当時は、着物という言葉に日本文化と西洋文化を区別する意味はなかったのですが、明治時代以降は着物をやめて洋服を着る人が増え始めてきたので、着物と洋服とを区別するために日本在来の着物を和服と呼ぶようになっていきました。
現在「着物」という言葉には2つの意味があり、1つめの意味は、和服です。「着物」と「和服」と「呉服」が同義語として使われることも多いです。2つめの「着物」の意味は衣服でとう意味です。
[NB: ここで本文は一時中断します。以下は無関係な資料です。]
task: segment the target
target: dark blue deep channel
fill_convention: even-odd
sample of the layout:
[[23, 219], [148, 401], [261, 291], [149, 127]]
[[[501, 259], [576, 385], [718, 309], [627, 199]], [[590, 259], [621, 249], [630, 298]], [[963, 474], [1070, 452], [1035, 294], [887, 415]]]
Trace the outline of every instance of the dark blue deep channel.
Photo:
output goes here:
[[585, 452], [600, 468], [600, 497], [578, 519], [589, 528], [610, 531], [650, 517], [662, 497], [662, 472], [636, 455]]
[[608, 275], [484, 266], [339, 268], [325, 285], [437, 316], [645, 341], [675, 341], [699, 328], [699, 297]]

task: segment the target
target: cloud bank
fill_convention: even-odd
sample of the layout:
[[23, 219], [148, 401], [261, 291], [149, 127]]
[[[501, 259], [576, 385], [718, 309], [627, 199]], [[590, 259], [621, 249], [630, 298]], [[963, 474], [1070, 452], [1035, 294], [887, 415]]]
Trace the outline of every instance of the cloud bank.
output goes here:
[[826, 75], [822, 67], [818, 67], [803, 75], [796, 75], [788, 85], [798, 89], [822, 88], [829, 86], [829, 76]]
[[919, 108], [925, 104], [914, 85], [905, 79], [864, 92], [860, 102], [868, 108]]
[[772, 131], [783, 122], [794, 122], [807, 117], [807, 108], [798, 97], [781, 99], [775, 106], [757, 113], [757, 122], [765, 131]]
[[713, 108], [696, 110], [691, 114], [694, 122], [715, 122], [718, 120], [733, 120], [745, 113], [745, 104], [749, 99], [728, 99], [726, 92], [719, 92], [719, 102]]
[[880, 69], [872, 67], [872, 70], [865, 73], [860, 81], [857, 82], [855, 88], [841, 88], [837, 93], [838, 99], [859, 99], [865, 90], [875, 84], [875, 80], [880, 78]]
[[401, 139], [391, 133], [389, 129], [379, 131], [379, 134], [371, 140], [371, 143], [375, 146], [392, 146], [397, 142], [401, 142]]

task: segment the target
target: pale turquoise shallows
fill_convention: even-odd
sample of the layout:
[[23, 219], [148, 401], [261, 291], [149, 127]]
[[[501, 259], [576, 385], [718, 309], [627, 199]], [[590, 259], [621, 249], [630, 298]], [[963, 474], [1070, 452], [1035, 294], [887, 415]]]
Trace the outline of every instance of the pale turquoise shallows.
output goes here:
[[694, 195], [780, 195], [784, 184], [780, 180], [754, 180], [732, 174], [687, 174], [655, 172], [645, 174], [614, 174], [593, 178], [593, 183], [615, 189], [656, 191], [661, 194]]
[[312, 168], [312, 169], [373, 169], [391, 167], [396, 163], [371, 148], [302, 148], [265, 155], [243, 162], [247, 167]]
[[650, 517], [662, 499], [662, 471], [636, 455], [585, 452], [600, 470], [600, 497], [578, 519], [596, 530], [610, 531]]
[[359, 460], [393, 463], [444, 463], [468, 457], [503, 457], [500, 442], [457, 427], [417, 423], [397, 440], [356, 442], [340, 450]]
「着物」という漢字を一つ一つの文字にに分解すると、「着」は「着る」という意味であり、「物」は「物」である事から、「着物」には「着る物」という意味だけがあり、それ以外の意味はない、という意見もあります。
着物の右前左前
着物は男性の場合でも女性用の場合でも、手を袖に通した後、右の衽を体につけてから左の衽をそれに重ねます。これは、いわゆる右前といわれるもので、着物と一般的な洋服との大きな違いの一つです。
右前のことを、右衽ともいい、日本では死者を葬るときに死者に着せる着物は左前にする風習があります。この左前のことを左衽ともいい、生前に着物を左前で着ることは非常に縁起が悪いことであるとされます。